The Revd. John Morton Colson and his wife Julia had a daughter and a son; a small family for the early 19th century. We might have expected their daughter, Julia, to marry and have a family and their son to follow his father, grandfather and great grandfather into the church. It was their daughter who championed the Christian cause and spent her life doing good works and helping others, but what did their son, Thomas, make of his life? (See our story Miss Julia Colson of Swanage in the Swanage Category.)

It was clear from an early age that Thomas was not going to take up an ecclesiastical vocation. Early in 1851 when the census was taken we know this small family was all together at the family home in Swanage. Thomas is described as a midshipman. Thomas’ father died in 1863 and his mother passed away two years later.
 
We have not found Thomas in the 1861 census but we do know he married Sarah Wardley early in 1861 at Islington in London. Sarah was from Suffolk but in 1851 at the age of 15 she was working as a servant in a coffee house at 15 South Street, St. Marylebone, London; it seems Thomas did not hold with convention and married below his station.
 
Thomas and Sarah named their first child Louisa Story, Story being a reference to the maiden name of Thomas’ mother. The child was born at Poplar in London in the first-half of 1864. The couple named their second child, Julia, again after Thomas’ mother; the birth was registered at Mile End Old Town, London in 1867. We believe the couple had at least one other child that did not survive infancy.

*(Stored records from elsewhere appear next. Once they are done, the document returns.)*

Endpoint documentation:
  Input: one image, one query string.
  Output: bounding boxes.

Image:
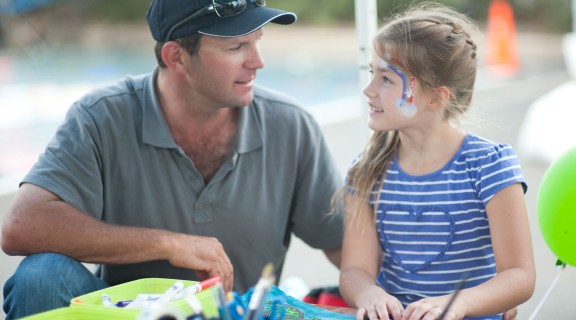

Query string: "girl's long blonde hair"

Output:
[347,3,478,222]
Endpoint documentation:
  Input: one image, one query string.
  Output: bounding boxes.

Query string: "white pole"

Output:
[572,0,576,33]
[354,0,376,139]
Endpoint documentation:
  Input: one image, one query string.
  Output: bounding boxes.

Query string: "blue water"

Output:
[0,46,358,177]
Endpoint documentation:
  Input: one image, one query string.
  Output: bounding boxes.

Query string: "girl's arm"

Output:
[403,183,536,320]
[340,194,403,320]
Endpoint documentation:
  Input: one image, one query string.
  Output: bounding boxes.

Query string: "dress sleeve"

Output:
[476,144,528,205]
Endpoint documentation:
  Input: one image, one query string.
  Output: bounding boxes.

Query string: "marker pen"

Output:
[172,276,222,301]
[124,293,150,309]
[244,263,275,320]
[100,293,116,308]
[153,281,184,304]
[184,294,206,320]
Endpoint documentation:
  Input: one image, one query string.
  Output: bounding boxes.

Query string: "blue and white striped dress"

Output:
[371,134,527,319]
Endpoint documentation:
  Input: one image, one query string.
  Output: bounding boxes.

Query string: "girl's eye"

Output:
[228,44,242,51]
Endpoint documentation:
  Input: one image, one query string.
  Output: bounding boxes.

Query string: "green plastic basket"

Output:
[22,307,137,320]
[70,278,219,319]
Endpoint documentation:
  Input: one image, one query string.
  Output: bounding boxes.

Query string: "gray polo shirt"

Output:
[24,72,342,292]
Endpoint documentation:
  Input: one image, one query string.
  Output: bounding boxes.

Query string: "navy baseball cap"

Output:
[146,0,296,42]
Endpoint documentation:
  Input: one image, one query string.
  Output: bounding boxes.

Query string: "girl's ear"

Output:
[428,86,450,110]
[162,41,187,70]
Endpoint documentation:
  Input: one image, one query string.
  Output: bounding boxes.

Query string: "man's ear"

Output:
[162,41,187,70]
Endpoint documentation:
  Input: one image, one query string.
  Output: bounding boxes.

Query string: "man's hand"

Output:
[168,234,234,292]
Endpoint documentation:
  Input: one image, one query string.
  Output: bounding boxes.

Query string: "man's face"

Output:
[188,29,264,108]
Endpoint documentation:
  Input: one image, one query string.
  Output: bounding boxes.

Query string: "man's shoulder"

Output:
[81,74,151,108]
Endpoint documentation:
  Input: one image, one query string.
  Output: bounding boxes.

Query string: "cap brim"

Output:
[198,7,296,37]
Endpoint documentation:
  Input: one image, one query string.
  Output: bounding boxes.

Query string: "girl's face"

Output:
[364,52,418,131]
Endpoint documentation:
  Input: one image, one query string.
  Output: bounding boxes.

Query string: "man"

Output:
[2,0,342,319]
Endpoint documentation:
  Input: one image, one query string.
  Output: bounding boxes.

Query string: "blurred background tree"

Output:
[82,0,572,33]
[0,0,572,47]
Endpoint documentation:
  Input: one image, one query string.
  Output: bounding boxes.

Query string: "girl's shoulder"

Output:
[460,133,517,163]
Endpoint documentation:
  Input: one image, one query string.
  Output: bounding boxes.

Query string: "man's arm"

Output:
[323,247,342,269]
[1,184,233,290]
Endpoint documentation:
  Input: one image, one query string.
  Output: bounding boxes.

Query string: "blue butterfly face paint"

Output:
[386,63,417,117]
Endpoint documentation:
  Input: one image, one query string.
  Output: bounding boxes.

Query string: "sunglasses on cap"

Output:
[166,0,266,41]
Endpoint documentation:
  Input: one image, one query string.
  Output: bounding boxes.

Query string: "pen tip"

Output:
[262,262,274,277]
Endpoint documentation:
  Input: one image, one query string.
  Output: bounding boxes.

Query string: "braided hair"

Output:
[347,2,478,222]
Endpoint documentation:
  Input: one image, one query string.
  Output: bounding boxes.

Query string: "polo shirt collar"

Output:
[142,68,263,153]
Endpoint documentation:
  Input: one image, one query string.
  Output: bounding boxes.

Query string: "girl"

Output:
[340,4,535,320]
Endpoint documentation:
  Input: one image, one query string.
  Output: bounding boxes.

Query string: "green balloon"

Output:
[537,148,576,266]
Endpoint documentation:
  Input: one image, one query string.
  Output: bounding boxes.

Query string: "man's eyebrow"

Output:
[368,63,393,73]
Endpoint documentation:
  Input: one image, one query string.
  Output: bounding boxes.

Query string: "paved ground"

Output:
[0,23,576,319]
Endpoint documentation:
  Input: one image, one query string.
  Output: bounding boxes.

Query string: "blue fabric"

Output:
[371,134,527,319]
[241,285,356,320]
[0,0,54,15]
[3,253,108,320]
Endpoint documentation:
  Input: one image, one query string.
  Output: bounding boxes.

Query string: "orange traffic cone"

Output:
[486,0,520,77]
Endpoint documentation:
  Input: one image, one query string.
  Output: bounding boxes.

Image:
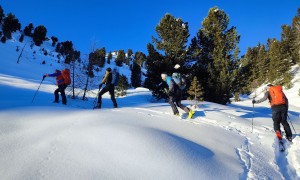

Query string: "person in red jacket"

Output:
[252,84,292,141]
[43,69,67,105]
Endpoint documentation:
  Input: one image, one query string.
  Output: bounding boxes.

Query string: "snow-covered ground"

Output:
[0,37,300,180]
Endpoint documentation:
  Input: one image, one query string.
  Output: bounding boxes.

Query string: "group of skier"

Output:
[43,64,292,142]
[43,68,119,109]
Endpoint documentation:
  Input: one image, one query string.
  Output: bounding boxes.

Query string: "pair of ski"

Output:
[278,139,292,152]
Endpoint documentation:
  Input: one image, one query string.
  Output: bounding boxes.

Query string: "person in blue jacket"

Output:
[161,73,195,118]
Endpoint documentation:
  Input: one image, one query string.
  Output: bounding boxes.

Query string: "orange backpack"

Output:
[269,86,286,106]
[61,68,71,85]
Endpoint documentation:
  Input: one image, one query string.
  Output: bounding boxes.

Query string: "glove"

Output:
[99,83,103,89]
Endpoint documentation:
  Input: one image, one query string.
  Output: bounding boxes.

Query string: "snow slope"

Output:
[0,37,300,179]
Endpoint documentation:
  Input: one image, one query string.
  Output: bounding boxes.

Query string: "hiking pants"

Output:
[98,84,118,108]
[54,84,67,104]
[272,105,292,137]
[169,90,190,114]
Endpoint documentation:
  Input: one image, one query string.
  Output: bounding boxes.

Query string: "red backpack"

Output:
[61,68,71,85]
[269,86,286,106]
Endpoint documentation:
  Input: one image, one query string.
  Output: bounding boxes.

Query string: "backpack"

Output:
[269,86,286,106]
[172,73,186,90]
[61,68,71,85]
[111,71,120,86]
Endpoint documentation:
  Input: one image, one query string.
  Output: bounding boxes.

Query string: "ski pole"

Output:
[252,103,254,133]
[31,78,44,103]
[287,115,297,134]
[93,84,102,109]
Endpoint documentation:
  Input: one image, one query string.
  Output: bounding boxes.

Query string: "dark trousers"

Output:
[169,90,190,114]
[98,84,118,108]
[54,84,67,104]
[272,105,292,137]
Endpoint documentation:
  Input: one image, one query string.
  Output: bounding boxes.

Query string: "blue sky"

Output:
[0,0,300,55]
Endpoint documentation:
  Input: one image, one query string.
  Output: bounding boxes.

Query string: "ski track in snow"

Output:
[135,105,300,179]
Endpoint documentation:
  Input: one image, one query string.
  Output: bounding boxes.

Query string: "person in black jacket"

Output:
[95,68,118,108]
[252,84,292,141]
[43,69,67,105]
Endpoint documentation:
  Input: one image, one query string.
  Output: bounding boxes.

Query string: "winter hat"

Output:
[174,64,180,69]
[161,73,167,79]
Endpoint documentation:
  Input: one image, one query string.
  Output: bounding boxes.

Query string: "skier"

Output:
[43,69,68,105]
[252,84,292,142]
[161,73,195,118]
[95,68,118,109]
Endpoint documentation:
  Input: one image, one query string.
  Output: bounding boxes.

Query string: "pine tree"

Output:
[32,25,47,46]
[268,39,292,85]
[152,14,190,65]
[116,50,126,67]
[292,8,300,64]
[51,36,58,47]
[0,6,4,24]
[196,7,240,104]
[134,51,146,66]
[144,43,168,99]
[125,49,133,66]
[131,63,142,88]
[187,76,204,107]
[107,51,112,64]
[2,13,21,39]
[24,23,34,37]
[115,74,129,97]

A year later their third child, another daughter, Florence Maude was born at Netherbury in Dorset. Then in Somerset in 1869 Sarah delivered a son who was named after his father, Thomas Morton Colson. A year later another daughter, Mary, was born at Creech. These events suggest something of a turning point in the fortunes of Thomas and Sarah. The 1871 census shows the couple living at Creech St. Michael, Somerset. Thomas is described as a landowner – no occupation. Here in Somerset Thomas and Sarah benefited from the help of two servant girls but it seems they did not stay long in Somerset. By the first quarter of 1872 Thomas had moved his family back to Dorset and they were living in Radipole near Weymouth. It is here that their next child Robert Worgan Morton Colson was born.

We do not know how long they stayed in Dorset but by 1881 the family had moved to Linkenholt in Hampshire. The census for that year reveals that Thomas is a Farmer Landowner occupying 1030 acres and employing thirteen men, eleven lads and two women. All of the children are with their parents and in education except their eldest, Louisa, who is a pupil at a boarding school at Littlehampton.

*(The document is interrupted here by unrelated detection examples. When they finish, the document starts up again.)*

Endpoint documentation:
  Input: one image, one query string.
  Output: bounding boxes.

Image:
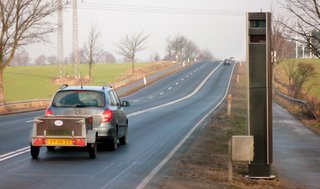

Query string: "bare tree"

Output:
[198,49,215,61]
[10,49,30,66]
[284,59,316,98]
[116,32,149,75]
[99,51,116,64]
[0,0,57,103]
[291,62,316,98]
[183,41,199,60]
[165,34,199,61]
[83,26,101,83]
[47,55,58,65]
[281,0,320,58]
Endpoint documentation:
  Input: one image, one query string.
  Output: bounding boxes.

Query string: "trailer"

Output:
[30,116,98,159]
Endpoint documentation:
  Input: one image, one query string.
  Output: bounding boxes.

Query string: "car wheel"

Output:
[109,133,118,151]
[30,145,40,159]
[120,129,128,145]
[47,146,55,152]
[88,142,97,159]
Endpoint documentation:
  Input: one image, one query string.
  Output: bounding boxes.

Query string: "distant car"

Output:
[45,85,130,150]
[223,59,232,65]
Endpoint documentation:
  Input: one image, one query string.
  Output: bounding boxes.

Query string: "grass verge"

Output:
[4,62,172,102]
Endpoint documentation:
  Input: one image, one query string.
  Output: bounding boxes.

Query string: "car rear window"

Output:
[52,90,105,107]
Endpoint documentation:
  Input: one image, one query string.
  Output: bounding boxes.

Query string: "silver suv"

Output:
[45,85,130,150]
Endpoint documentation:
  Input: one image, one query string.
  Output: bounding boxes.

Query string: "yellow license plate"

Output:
[47,138,73,146]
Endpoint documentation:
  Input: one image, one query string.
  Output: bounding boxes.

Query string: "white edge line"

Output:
[0,147,30,162]
[0,146,30,160]
[136,64,235,189]
[127,63,222,118]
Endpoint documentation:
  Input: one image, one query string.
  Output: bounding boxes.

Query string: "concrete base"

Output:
[249,163,271,178]
[245,175,276,180]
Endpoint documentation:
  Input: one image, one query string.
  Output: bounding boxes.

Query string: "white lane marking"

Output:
[127,63,221,118]
[101,162,137,189]
[136,64,234,189]
[0,146,30,162]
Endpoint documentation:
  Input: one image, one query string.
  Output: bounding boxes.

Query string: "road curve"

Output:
[0,62,233,189]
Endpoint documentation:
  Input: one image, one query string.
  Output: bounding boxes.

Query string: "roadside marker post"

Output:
[143,76,147,85]
[227,94,232,116]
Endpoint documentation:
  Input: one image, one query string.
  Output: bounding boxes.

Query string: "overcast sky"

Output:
[26,0,284,60]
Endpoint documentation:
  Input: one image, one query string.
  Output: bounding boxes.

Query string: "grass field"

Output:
[276,59,320,98]
[4,63,150,102]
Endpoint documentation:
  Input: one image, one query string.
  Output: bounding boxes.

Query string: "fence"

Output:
[0,99,51,114]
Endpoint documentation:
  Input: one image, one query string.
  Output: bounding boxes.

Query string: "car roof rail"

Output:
[102,85,112,90]
[60,84,69,89]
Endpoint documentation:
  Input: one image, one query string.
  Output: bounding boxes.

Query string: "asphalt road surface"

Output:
[0,62,233,189]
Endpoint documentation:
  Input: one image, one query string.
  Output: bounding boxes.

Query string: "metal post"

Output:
[248,12,272,178]
[72,0,80,78]
[57,0,65,78]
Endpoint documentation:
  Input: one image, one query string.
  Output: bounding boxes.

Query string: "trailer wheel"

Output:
[88,141,97,159]
[30,145,40,159]
[47,146,55,152]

A decade later we find the family back in London at 3, Adam Street, St. Martin-in-the-Fields where they own a small hotel run by Sarah who is described as a Hotel Keeper; she is assisted by daughters Louisa and Florence. Thomas Junior is an Electric Engineering Student; Mary is a clerk in an envelope addressing office and Robert is a clerk in a stained glass works and their father is working as a clerk in a newspaper office. Ten years on and we find Thomas and Sarah still running their hotel; with them is their daughter Mary who works as a clerk. Judging by the guests registered at the hotel in the 1891 and 1901 census returns the hotel was not a tremendous success.

Thomas Morton Colson was baptised at St. Mary’s, Piddlehinton, on the 10th of April 1833. His death was registered in the first quarter of 1908 at Wandsworth, London; he was 75. Three years later we find his widow on her own, a lodger at 24, Sydney Road, Richmond, Surrey: she is said to have “small private means.”  Sarah’s death was registered early in 1913 at Chelsea, London, she was 73 years old.

Thomas Morton Colson appears to be a man who did not play by the rules and conventions of the day. We wonder what his father, who for forty years was the Rector of St. Peter’s, Dorchester, would have made of his son’s journey through life. Marrying for love his entrepreneurial spirit was, perhaps, kick started by an inheritance that does not seem to have grown under his guardianship.